DePinho is senior author of a paper in Genes & Development (published by Cold Spring Harbor Press) dated Dec. 15, 2003. Its title: "Activated Kras and Ink4a/Arf deficiency cooperate to produce metastatic pancreatic ductal adenocarcinoma in the mouse." The article's lead author is Nabeel Bardeesy, who noted that "because the cancer-prone mice are all genetically identical and raised in a standard environment, it is possible to identify the biomarkers associated with early and late stages of the cancer. This will provide an entry point for the discovery of equivalent molecules useful in screening human patients."

"In addition," DePinho added, "it supplies us with a chance to layer in mutations, such as p53, that are seen in the disease. We ascertained the specific tumor biological contributions that such mutations have in the disease. Do they make the cancer more malignant or metastatic? More resistant to therapy? And so on. Now that we've gotten this important first step, we have a faithful animal model on which we can better understand genotype-phenotype correlations.

"One thing at the top of the list for a major need in the field," DePinho pointed out, "is development of a mouse model that faithfully recapitulates the evolution of pancreatic ductal adenocarcinoma, but on genetic lesions that are classical for that disease.

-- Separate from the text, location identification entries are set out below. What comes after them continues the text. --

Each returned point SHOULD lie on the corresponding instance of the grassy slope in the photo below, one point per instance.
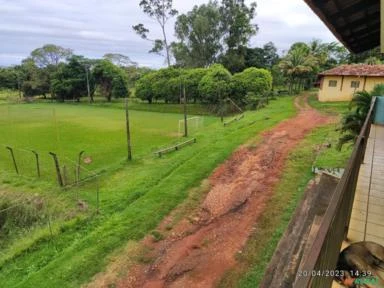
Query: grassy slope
(131, 206)
(297, 172)
(331, 157)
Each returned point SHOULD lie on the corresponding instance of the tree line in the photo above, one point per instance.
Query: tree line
(204, 85)
(212, 34)
(56, 72)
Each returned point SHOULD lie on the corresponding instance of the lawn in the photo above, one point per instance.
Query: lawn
(330, 157)
(134, 197)
(7, 96)
(335, 108)
(69, 129)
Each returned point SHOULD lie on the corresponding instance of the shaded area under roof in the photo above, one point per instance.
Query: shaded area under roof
(356, 70)
(356, 23)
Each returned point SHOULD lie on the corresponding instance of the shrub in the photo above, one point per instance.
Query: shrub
(192, 78)
(254, 80)
(215, 85)
(111, 79)
(143, 87)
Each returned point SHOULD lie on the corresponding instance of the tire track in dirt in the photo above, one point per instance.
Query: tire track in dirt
(202, 248)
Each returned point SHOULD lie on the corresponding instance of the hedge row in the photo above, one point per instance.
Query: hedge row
(204, 85)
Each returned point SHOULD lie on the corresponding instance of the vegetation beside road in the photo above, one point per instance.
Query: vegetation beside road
(130, 206)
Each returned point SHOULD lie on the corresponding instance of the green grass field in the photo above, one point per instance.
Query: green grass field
(69, 129)
(134, 197)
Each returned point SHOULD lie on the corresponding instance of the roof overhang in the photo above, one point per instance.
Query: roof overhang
(356, 23)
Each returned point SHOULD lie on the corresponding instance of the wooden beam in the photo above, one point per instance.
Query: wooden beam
(382, 25)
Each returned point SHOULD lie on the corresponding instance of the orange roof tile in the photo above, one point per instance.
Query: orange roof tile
(356, 70)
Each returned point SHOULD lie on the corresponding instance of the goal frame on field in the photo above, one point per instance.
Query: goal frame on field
(194, 123)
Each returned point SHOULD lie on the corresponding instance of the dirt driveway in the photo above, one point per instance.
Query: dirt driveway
(202, 248)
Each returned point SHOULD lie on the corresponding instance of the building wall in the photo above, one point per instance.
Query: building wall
(343, 90)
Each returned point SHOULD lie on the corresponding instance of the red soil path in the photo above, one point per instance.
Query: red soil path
(200, 250)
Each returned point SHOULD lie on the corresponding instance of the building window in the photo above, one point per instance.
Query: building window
(355, 84)
(332, 83)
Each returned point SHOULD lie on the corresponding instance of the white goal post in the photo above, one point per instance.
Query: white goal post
(194, 124)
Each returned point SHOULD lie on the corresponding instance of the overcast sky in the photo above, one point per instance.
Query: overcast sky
(95, 27)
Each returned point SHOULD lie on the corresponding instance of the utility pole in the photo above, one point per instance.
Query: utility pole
(185, 113)
(88, 89)
(129, 147)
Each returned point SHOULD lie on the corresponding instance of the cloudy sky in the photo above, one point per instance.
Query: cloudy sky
(95, 27)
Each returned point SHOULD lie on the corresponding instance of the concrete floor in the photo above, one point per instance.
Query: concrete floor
(367, 220)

Virtually all of the animals have highly malignant disease by 6 to 8 weeks of age," he continued. "And by 11 weeks of age, 100 percent of the animals succumb to the cancer. All die between 7 and 11 weeks of age, which provides a nice window in which to test existing therapies and therapeutic combinations."

DePinho said, "This model will allow us to test chemo-preventive agents to see if we can delay the onset of the disease. If we exposed these mice to tobacco smoke [a risk factor], or to specific diets, for example, it might provide us with opportunities to more rigorously define the contributions of those dietary and environmental factors to development of the disease. I think there have been about 15 years of effort in the field to develop a mouse model for what is one of the major cancer killers. And we've now succeeded. I think [the mice] are important because of the social, economic and health toll that any particular cancer type has on human populations. So at the top of the list would be lung cancer, and then, moving on down, pancreatic cancer at fourth as the top cancer killer.

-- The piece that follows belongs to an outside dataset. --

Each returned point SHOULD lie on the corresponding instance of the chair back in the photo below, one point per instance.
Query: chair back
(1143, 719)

No Extant Therapy Can Impact Pancreatic Survival

"The present form of therapy," DePinho said, "if the disease is reasonably contained, is surgery, but there is no therapy that currently exists that impacts on the survival of the pancreatic cancer patients. There is an antitumor drug called gemcitabine, which simply has improved their quality of life. The typical symptomatic pattern of the disease in its evolving form is part of the problem. The patients typically present with a little bit of indigestion, fullness, a little heart burn, some weakness - very nonspecific symptoms. And the tumor grows without creating any problem unless it's very close to the bile duct, in which case he or she gets jaundice from biliary obstruction. But typically the tumor grows to be baseball size before anything is really significantly wrong with the patients. They develop these nonspecific symptoms, but then once the disease really takes off and the patients are diagnosed, they have only a few more months to live.

"As for new therapeutics in the offing, anti-angiogenesis factors may figure prominently in pancreatic cancer treatment - depriving the tumor of its blood supply. That's going to be an important one, so we should look for that. We have a ways to go," DePinho said, "but anti-angiogenesis is likely to be the next major therapeutic opportunity.

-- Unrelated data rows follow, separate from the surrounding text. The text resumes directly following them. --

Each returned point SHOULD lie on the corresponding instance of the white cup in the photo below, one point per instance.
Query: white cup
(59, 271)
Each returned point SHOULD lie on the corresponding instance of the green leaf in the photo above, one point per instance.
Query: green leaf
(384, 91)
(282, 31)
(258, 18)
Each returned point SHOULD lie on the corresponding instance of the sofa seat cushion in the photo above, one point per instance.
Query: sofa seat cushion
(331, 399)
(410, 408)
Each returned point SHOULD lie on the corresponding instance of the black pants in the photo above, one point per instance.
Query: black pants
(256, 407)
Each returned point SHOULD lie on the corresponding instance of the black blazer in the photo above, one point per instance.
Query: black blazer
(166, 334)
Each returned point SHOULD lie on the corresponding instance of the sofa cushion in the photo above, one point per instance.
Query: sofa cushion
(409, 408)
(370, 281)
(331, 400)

"Many, many dozens of clinical trials in pancreatic cancer have had no effect. For some reason this disease is extremely resistant to chemotherapy and radiotherapy. So having a mouse model will give us some insights into why the tumors are so resistant.

"We contemplate human clinical trials ultimately," DePinho allowed. "They're being conducted at the Dana-Farber and other cancer institutes. We would use these mice obviously in a preclinical phase of testing those drugs. Our research findings lend themselves to patenting," he volunteered. "They cover the characteristics of these mice for use in preclinical experimental therapeutics and biomarkers. A patent-application disclosure has already been filed, but we have no commercial partner as yet. We're very interested in working with corporate entities.

"There is an increasing awareness," DePinho went on, "that genetically engineered mouse models provide more accurate and penetrating information on human disease. And there is increasing attention in the industry for those interested in anticancer drug development in particular," he concluded, "to exploit the experimental merits of these mouse models."